You can read The Story Behind Studio Bakery’s Orchard Project to discover how it all began. But today, we’re sharing why we’re more committed than ever to nurturing this space. Because the UK is facing a biodiversity crisis. Our soils are degrading. And our food systems are increasingly disconnected from nature.
Community orchards like ours aren’t just nice ideas. They’re urgently needed. And they have the power to grow a better, more delicious future.
A Crisis in Bloom: Why Nature Needs Us
The latest State of Nature report paints a sobering picture: one in six species in the UK is at risk of extinction. We’ve lost more than half of our flowering plants. And as a nation, we rank in the bottom 12% globally for biodiversity.
That’s not just bad news for bees. It’s bad news for all of us. Because biodiversity underpins everything, from climate resilience to the food on our plates.
Why Orchards Are Part of the Solution
Since the 1950s, the UK has lost 90% of its traditional orchards. What replaced them? Monoculture crops, concrete, and food imports that travel thousands of miles.
Traditional orchards are so much more than a row of trees. They’re mosaic habitats, full of life. Wildflower meadows underfoot. Hedgerows buzzing with insects. Ancient trunks that become homes for owls, bats and beetles. It’s this patchwork of micro-habitats that makes orchards such biodiversity powerhouses.
So yes, they grow fruit. But they also grow homes, hideouts and hunting grounds for hundreds of species. Including many at risk.
Native Fruits, Local Roots
We plant varieties of UK-native apple, pear, plum and cherry trees – not just because they’re delicious, but because they’re suited to the land. They require fewer inputs, thrive in our soils, and support pollinators adapted to their seasonal rhythms.
What’s more, every piece of fruit that grows here is a step closer to reducing food miles and reconnecting with real, seasonal flavour. It’s fresh. It’s traceable. It’s the opposite of supermarket sameness.
Fancy joining in? If you’ve got a garden, consider planting a native fruit tree. Even a container-grown tree on a patio can feed bees, butterflies, and bellies. Try a Cox’s Orange Pippin, Victoria Plum or a crab apple for pollinators.

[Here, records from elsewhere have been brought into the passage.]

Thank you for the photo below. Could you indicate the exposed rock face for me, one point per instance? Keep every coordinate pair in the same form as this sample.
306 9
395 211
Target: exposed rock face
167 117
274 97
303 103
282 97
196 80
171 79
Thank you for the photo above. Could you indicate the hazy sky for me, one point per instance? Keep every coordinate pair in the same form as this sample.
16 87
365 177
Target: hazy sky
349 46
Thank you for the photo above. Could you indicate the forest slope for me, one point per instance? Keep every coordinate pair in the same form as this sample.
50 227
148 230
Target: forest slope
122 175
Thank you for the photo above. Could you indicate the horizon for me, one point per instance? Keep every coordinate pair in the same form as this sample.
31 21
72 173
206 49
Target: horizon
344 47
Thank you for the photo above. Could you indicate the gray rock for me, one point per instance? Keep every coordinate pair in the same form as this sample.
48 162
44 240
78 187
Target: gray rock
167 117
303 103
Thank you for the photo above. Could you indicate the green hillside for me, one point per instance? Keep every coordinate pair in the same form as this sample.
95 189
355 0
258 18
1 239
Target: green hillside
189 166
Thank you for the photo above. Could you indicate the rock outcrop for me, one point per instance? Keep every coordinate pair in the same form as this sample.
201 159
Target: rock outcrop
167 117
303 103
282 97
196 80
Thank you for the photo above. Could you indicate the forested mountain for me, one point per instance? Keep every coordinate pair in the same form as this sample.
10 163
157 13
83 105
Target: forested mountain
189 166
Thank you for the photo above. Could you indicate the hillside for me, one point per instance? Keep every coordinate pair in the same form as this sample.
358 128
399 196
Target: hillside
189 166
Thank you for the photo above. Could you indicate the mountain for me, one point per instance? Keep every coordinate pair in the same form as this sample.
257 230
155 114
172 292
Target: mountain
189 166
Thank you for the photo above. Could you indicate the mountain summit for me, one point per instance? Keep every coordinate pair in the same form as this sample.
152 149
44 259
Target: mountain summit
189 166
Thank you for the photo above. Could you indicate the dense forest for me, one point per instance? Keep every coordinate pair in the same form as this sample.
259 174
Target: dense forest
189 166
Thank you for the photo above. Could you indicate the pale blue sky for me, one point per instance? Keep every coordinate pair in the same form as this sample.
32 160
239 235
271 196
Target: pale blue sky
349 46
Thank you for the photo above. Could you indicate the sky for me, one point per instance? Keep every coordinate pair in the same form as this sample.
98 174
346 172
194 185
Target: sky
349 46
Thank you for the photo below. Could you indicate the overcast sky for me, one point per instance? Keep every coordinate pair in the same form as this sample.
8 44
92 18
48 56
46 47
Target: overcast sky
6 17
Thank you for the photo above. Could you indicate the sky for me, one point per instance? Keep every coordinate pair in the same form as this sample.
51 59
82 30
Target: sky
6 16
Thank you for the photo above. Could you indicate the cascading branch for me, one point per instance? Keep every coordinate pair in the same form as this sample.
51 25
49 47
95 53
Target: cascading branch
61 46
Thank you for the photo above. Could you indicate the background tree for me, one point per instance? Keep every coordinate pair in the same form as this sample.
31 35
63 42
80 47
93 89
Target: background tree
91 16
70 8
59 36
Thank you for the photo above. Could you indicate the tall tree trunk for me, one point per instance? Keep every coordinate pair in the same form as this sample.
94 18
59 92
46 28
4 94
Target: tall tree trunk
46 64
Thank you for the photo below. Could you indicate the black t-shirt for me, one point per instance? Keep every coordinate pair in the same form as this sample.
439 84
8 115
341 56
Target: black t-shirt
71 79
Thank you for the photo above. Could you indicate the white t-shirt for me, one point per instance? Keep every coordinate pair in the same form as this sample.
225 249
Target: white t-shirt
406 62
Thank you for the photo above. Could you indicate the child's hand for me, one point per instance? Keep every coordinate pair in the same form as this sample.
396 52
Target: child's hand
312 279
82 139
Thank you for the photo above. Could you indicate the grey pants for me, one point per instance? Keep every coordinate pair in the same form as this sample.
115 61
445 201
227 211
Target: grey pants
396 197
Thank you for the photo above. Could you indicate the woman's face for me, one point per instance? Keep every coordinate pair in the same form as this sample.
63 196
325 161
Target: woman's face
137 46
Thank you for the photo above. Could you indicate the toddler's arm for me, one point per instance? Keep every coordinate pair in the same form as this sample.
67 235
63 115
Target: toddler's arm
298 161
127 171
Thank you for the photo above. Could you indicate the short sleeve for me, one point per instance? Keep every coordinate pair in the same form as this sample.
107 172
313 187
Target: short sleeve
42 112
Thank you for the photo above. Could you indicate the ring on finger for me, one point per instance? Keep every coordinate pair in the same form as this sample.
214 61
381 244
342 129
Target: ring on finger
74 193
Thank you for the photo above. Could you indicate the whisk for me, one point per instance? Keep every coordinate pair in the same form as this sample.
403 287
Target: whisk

Teaching the Next Generation to Grow (and Care)
We didn’t plan to build an outdoor classroom. But over the years, that’s exactly what our orchard has become.
From the very start, our community orchard has welcomed volunteers from across the Ribble Valley – families, nature lovers, retired gardeners, and schoolchildren. Local pupils don’t just visit. They plant, prune, and care for the trees. They learn how food really grows.
In an age where many kids don’t know what season strawberries grow in, that knowledge is powerful. It’s nourishing, in every sense of the word.
If you’re interested in similar projects, initiatives like Open Farm Sunday and Countryside Classroom are doing brilliant work to reconnect children with nature and food.
Be Part of the Solution
From biodiversity loss to climate change, the challenges are big. But so are the opportunities to make a difference.
Whether you dig, bake, or simply eat, you’re part of something bigger when you support Studio Bakery. Your slice of cake helps plant trees, feed pollinators, and teach children about where food really comes from.
Curious to learn more? We encourage you to explore the important work of Rewilding Britain, PTES, and the Woodland Trust. They’re doing incredible things to protect and restore habitats across the UK.
Whether you dig, bake or simply eat, you’re part of something bigger. Let’s grow something wild, together.